H. Sistematika Pembahasan
Sistematika pembahasan dibagi menjadi lima bab. Masing-masing bab akan diuraikan dalam beberapa sub bab yang dimaksudkan untuk mempermudah dalam menyusun dan mempelajarinya. Pada akhirnya dapat dicapai sasaran yang sesuai dengan tujuan pembahasan dalam penelitian ini.
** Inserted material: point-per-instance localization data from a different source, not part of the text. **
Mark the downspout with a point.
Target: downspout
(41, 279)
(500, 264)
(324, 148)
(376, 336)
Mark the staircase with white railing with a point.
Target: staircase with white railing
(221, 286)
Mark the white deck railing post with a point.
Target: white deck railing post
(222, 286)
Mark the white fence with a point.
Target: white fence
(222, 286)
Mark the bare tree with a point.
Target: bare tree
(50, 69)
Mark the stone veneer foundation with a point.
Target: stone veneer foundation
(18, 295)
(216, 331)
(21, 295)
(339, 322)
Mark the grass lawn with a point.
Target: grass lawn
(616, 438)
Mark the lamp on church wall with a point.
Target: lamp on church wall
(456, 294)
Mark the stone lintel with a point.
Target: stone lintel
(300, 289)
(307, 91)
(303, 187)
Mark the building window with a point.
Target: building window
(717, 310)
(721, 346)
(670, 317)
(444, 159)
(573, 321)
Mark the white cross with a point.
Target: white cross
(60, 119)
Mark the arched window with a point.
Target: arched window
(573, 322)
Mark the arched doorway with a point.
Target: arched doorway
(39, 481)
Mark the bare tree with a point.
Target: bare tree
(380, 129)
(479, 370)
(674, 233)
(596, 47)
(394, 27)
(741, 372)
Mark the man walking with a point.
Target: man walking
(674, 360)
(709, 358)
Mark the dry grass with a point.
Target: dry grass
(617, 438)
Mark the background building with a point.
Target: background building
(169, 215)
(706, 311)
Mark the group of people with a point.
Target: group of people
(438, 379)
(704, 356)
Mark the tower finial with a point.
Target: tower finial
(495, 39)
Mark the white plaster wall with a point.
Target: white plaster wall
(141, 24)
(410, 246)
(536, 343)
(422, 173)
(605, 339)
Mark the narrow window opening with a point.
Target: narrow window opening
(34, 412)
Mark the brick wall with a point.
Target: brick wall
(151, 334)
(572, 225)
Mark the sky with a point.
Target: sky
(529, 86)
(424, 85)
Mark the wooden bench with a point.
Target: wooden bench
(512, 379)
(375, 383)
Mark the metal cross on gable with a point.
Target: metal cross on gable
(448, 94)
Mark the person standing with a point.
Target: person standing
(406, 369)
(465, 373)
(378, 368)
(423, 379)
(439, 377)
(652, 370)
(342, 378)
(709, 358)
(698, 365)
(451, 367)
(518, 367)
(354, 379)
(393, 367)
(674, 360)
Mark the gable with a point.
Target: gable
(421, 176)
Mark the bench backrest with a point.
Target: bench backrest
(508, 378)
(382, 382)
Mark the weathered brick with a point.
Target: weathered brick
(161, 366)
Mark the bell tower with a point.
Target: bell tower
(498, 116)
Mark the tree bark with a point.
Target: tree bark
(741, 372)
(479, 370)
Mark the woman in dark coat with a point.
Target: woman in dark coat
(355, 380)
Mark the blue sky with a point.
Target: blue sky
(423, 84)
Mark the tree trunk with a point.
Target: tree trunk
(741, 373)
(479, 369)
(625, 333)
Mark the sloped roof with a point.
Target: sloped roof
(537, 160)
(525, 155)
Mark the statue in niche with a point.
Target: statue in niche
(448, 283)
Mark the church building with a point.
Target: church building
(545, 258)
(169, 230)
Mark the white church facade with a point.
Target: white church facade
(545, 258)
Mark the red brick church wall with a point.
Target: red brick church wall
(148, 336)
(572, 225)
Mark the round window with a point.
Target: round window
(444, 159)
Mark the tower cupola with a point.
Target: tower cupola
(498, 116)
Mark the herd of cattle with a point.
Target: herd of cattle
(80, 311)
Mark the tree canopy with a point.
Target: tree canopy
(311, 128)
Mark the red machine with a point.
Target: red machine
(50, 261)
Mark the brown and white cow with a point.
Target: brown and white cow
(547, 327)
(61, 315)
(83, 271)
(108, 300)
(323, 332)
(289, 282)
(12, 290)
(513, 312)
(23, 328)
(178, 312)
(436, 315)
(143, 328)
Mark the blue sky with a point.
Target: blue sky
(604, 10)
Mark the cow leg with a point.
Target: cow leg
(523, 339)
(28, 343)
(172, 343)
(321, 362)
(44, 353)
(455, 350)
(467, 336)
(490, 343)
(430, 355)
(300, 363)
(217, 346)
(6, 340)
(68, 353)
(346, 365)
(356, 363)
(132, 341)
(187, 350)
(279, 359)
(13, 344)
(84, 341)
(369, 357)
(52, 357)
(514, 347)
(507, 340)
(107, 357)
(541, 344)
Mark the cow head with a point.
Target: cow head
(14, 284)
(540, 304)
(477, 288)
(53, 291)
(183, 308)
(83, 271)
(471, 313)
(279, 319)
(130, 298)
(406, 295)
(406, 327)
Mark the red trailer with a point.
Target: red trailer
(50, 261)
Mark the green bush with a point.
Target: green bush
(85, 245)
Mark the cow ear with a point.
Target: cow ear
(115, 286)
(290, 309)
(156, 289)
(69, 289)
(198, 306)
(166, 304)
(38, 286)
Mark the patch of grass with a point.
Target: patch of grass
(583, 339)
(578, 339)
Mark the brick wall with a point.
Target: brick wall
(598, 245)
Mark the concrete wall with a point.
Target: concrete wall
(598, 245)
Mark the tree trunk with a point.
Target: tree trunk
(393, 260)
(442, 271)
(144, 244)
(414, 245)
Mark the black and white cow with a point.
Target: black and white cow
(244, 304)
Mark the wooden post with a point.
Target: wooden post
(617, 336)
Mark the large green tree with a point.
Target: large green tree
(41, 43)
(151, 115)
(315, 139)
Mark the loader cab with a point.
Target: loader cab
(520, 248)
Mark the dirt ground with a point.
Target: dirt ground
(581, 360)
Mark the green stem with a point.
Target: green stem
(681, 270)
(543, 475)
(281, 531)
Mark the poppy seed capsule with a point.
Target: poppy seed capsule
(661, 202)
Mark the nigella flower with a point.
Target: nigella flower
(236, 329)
Adapun sistematikanya adalah sebagai berikut:
BAB I : PENDAHULUAN
Bab ini menjelaskan tentang latar belakang masalah, rumusan masalah, kajian pustaka, tujuan penelitian, kegunaan penelitian, definisi operasional, metode penelitian dan sistematika pembahasan.
BAB II : LEMBAGA PENGAWASAN DAN PENGADUAN MASYARAKAT DALAM KETATANEGARAAN ISLAM
Bab ini menjelaskan tentang urgensi pemerintahan dalam Islam yang meliputi: teori kenegaraan dalam islam, tujuan dan tugas negara, wilayat al-Mazalim dan wilayat al-Hisbah yang meliputi: pengertiannya, sejarahnya, syarat-syaratnya, tugas dan wewenangnya serta sistem pengawasan di Indonesia.
BAB III : KEDUDUKAN DAN KEWENANGAN OMBUDSMAN REPUBLIK INDONESIA DALAM MENGAWASI PENYELENGGARAAN PELAYANAN PUBLIK
Bab ini menjelaskan Ombudsman Republik Indonesia meliputi: latar belakang dan dasar hukum dibentuknya Ombudsman Republik Indonesia, serta kedudukan dan kewenangannya dalam pengawasan di Indonesia menurut UU No. 37 Tahun 2008 Tentang Ombudsman Republik Indonesia.
BAB IV : TINJAUAN SISTEM PENGAWASAN DI INDONESIA DAN FIQH SIYASAH TERHADAP KEDUDUKAN DAN KEWENANGAN OMBUDSMAN REPUBLIK INDONESIA DALAM MENGAWASI PENYELENGGARAAN PELAYANAN PUBLIK
Pada bab ini menjelaskan tentang tinjauan sistem pengawasan di Indosesia dan fiqh siyasah terhadap kedudukan dan kewenangan Ombudsman melalui pendekatan analisis UU RI No. 37 Tahun 2008 tetang Ombudsman Republik Indonesia.
BAB V : PENUTUP
Memuat kesimpulan yang merupakan rumusan singkat sebagai jawaban atas permasalahan yang ada dalam penelitian. serta saran-saran yang berkaitan dengan topik pembahasan skripsi ini.